After undocking, Atlantis' crew -- Commander Brent Jett, Pilot Chris Ferguson and Mission Specialists Dan Burbank, Joe Tanner, Heide Stefanyshyn-Piper and Steve MacLean -- got a breath-taking view of the station as the shuttle circled the complex. During their stay at the station, the shuttle crew conducted three spacewalks in four days to prepare the new components for operation.
As Atlantis performed a full fly-around of the station, the shuttle crew took photographs and video of the complex's new T-shaped solar array configuration. The station's truss now stretches 179 feet.
In addition to the new truss section and its arrays, the astronauts transferred 800 pounds of hardware and 1,043 pounds of water to the station in exchange for 1,084 pounds of returning hardware. They also placed about 200 pounds of launch locks, restraints and other unneeded hardware on ISS Progress 21 for disposal.

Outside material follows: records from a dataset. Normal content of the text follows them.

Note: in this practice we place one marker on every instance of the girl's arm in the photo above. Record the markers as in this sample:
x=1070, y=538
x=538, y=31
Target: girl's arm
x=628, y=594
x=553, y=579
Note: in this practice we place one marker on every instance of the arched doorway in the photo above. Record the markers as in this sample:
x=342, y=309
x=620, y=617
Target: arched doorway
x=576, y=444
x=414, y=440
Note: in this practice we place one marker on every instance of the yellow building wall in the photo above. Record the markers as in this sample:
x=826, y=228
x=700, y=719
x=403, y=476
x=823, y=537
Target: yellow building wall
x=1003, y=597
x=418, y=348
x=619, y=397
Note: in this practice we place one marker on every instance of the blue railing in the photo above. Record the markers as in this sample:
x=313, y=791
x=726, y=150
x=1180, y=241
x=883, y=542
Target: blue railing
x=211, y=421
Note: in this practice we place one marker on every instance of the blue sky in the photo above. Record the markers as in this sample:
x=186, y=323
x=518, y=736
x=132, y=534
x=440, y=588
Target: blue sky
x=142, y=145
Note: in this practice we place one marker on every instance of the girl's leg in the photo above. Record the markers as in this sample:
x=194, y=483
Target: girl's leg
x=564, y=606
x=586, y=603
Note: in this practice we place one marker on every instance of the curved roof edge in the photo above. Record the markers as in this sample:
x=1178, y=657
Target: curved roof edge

The shuttle astronauts spent five days, 21 hours and 57 minutes with hatches open to the station working with the station's Expedition 13 crew -- Commander Pavel Vinogradov, and Flight Engineers Jeff Williams and Thomas Reiter. The hatches were shut for Atlantis' undoccking at 5:27 a.m. CDT. Vinogradov, Williams and Ansari will land in a Soyuz spacecraft in Kazakhstan Sept. 29. Vinogradov and Williams have been in orbit since March.
On Monday, the shuttle crew will use the ship’s robotic arm to grapple the boom sensor system once more to conduct a final inspection of the heat shielding on Atlantis’ wings and nose cap. The additional late inspecting ensures the areas still are in good shape for entry into the atmosphere and landing.
Atlantis' crew begins their sleep period at 2:15 p.m. CDT and will awaken at 10:15 p.m. CDT.